The first step in making this choice is to understand the similarities and differences between the two retirement savings vehicles. Both of them will give you a tax advantaged opportunity to invest for your retirement. Both will allow for your investments to grow tax free. Both are only available through employer sponsored plans, and should share the same investment options. Ideally, they also involve employer matches, which, depending on how you look at it, is free money, or money you are entitled to as part of your overall compensation package that you should take advantage of. 

But what are the differences? Well, the essential difference between Roth and Traditional contributions is when you pay taxes on the money invested in the account. In the case of the Traditional 401k, the more common option of the two, your contributions are referred to as pre-tax, or tax deferred. That means that if you make $100,000 in 2021, and you contribute $10,000 to your 401k, you’ll only be taxed on $90,000 in income. However, all income is taxed at some point, and retirement contributions are no different. With Traditional contributions, you’ll be responsible for paying income taxes on your withdrawals in retirement, at whatever your income tax rate is at that time.

Roth 401ks, on the other hand, are tax advantaged on the other side. The contributions are made post tax with money that you have already paid taxes on. Since you’ve settled your bill with Uncle Sam up front, you won’t be taxed on that money when you retire. A lot of people would argue that tax rates are more likely to go up than down, so you are better off paying tax now than later when they might be higher. 

So which is right for you? That depends on a few things.

  1. If you think that your income (and therefore tax burden) will be higher in retirement than it is right now, then a Roth might be right for you. By taking advantage of the Roth, you’ve locked yourself into your lower income tax rate, forever. Conversely, if you’re predicting a retirement income that is leaner than what your salary currently supports, it may make sense to wait and pay lower taxes later on.

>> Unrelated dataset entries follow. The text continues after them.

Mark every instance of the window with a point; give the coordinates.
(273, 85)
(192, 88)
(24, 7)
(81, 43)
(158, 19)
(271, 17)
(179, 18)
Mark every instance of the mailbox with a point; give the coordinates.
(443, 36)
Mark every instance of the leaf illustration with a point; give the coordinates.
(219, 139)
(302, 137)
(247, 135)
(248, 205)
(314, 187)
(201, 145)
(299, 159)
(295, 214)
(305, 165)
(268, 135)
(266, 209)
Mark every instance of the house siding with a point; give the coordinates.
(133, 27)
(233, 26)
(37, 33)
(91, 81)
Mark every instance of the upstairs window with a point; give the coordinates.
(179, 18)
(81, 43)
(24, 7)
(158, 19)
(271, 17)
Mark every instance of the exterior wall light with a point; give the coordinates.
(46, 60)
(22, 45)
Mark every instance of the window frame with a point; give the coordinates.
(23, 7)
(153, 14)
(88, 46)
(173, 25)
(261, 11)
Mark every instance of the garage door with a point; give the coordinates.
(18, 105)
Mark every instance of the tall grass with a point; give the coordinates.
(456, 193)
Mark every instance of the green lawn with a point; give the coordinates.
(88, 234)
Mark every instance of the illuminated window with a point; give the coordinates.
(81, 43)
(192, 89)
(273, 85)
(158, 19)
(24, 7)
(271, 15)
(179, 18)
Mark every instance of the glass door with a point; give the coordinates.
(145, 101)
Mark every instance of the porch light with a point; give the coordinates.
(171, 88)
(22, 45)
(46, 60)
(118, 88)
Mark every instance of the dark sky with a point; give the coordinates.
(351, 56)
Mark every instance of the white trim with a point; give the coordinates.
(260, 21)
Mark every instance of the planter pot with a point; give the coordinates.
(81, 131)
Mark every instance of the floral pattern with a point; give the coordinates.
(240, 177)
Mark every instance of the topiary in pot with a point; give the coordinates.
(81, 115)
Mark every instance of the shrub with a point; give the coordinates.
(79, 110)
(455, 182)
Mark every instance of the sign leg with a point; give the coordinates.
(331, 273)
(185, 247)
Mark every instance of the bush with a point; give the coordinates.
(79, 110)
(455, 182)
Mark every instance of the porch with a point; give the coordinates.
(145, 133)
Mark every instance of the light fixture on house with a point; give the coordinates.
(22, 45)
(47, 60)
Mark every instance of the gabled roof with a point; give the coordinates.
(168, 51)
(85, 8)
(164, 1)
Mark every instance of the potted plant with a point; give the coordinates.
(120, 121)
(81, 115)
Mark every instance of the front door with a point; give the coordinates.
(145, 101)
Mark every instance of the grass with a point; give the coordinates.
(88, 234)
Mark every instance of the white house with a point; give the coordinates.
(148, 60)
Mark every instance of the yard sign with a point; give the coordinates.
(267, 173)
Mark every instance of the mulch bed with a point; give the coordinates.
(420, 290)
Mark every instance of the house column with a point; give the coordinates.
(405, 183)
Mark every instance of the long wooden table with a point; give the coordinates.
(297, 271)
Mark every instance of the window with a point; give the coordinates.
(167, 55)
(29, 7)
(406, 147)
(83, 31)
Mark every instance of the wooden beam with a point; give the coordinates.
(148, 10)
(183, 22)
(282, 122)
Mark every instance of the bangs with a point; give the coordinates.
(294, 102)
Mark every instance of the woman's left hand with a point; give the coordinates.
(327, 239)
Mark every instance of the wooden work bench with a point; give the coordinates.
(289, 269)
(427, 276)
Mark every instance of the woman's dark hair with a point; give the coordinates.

  2. If cash is tight for you right now, the pre-tax Traditional 401k option might be the best choice. For instance, if you invest $500 per month in a Traditional 401k, your paycheck will only take a $400 hit (assuming a tax rate of 25%). If you contribute the same amount to a Roth 401k, you’ll be out $625: the $500 contribution, plus the income taxes you pay upfront. 

  3. Paying less in taxes (and getting a paycheck boost!) can open up money to invest in a traditional brokerage or in other ways. If you can afford to put the money you save in taxes to work this way, you might benefit from using the Traditional 401k option.

  4. It is also important to consider what sources of income you may have in retirement. For example, let’s consider a situation in which you are drawing $24,000 in social security annually, another $30,000 from traditional retirement accounts, and earning $26,000 in rental income. All of this will be considered taxable income and bring your total taxable income to $80,000. Any Roth distributions you draw will not count toward your overall taxable income. You could take $10,000 or $100,000 from your Roth 401k and it wouldn’t bump you into a different tax bracket, which could result in you paying more in taxes later than you would now.

Whether to choose a Traditional or Roth 401k is a personal decision that depends on your salary trajectory, your predicted income bracket in retirement, your capacity for investing extra cash, and the variety of income sources you expect to draw from in the future. 

Regardless of which you choose, what matters most is that you are saving for retirement!